Farji-Brener et al. 2004 also suggested that colonies of
polymorphic ant species could enhance their foraging
success by sending out workers of different sizes to
explore and forage in environments with different levels
of rugosity. However, at least in some species such as
polymorphic army ants, which by definition employ
obligate collective foraging, workers of different sizes
work together in the same microniche. If different spatial
niches in a habitat do indeed favour specific ant worker
morphologies, one would expect workers of all sizes in
these species to show the same respective niche specific
adaptations.
The army ant genus Dorylus represents a well-defined
monophyletic group (Bolton 1990, Brady 2003) with
six currently recognized subgenera (Bolton 1995).

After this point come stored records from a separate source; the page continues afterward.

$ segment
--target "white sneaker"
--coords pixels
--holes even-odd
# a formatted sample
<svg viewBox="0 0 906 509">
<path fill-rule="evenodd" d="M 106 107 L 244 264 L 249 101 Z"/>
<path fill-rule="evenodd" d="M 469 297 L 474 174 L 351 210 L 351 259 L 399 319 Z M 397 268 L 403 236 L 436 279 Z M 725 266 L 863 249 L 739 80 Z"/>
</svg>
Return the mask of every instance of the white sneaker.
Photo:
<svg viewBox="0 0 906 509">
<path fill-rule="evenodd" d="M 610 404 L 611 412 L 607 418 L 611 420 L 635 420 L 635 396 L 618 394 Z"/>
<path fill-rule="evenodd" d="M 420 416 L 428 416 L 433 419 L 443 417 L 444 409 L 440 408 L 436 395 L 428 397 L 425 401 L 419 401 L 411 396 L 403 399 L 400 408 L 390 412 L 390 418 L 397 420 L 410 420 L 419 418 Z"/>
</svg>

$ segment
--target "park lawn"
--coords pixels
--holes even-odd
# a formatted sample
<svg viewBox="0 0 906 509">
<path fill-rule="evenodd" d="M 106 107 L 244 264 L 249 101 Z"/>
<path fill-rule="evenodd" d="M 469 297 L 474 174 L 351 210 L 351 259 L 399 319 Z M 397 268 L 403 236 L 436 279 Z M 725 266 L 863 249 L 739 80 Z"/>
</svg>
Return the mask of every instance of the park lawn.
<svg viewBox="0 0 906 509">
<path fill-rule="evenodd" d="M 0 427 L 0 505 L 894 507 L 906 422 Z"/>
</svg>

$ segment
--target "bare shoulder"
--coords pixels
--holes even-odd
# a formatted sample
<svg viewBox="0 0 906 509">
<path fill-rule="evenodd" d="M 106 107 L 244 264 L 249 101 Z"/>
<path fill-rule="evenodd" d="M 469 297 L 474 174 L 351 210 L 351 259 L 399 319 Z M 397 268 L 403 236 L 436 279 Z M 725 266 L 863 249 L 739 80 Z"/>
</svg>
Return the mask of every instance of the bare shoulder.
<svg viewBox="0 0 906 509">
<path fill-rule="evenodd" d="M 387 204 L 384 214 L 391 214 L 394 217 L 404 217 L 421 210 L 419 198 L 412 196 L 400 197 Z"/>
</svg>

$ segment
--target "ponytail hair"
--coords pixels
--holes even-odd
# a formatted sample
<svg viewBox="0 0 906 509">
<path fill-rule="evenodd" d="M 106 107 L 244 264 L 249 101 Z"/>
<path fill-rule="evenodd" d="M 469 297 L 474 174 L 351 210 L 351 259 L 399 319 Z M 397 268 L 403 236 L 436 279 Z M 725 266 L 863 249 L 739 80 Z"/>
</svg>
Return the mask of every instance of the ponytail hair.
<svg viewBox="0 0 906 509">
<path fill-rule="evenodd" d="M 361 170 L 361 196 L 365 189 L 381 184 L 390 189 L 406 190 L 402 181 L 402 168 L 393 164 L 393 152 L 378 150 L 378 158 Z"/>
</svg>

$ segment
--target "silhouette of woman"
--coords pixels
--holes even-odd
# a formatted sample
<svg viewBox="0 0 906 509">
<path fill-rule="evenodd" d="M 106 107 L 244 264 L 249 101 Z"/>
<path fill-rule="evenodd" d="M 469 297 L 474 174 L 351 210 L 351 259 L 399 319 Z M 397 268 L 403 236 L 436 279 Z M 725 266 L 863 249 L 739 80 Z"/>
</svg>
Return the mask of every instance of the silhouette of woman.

The worker caste is highly polymorphic in all species
studied so far (Emery 1901, Hollingsworth 1960,
Raignier et al. 1974, Berghoff et al. 2002b). Species of
the subgenera Dichtadia , Rhogmus, Typhlopone, Alaopone and Dorylus s.str. hunt and nest in the soil.
Only under exceptional circumstances do workers of
these species appear on the surface: when foraging
workers have to cross hard-packed soil (C. Schöning
pers. obs.) or encounter unusually rich food sources
(Berghoff et al. 2002a), during interspecific battles
(Leroux 1979, Gotwald 1995, p. 159) and when
the males emerge from the nest (Wheeler 1922). The
use of ecological niches by species of the subgenus
Anomma is more complex. While the typical ‘‘driver
ants’’ (e.g. D. wilverthi , D. molestus ) conspicuously
forage on the surface and climb vegetation in search
of prey, several species hunt in the leaf litter stratum (e.g.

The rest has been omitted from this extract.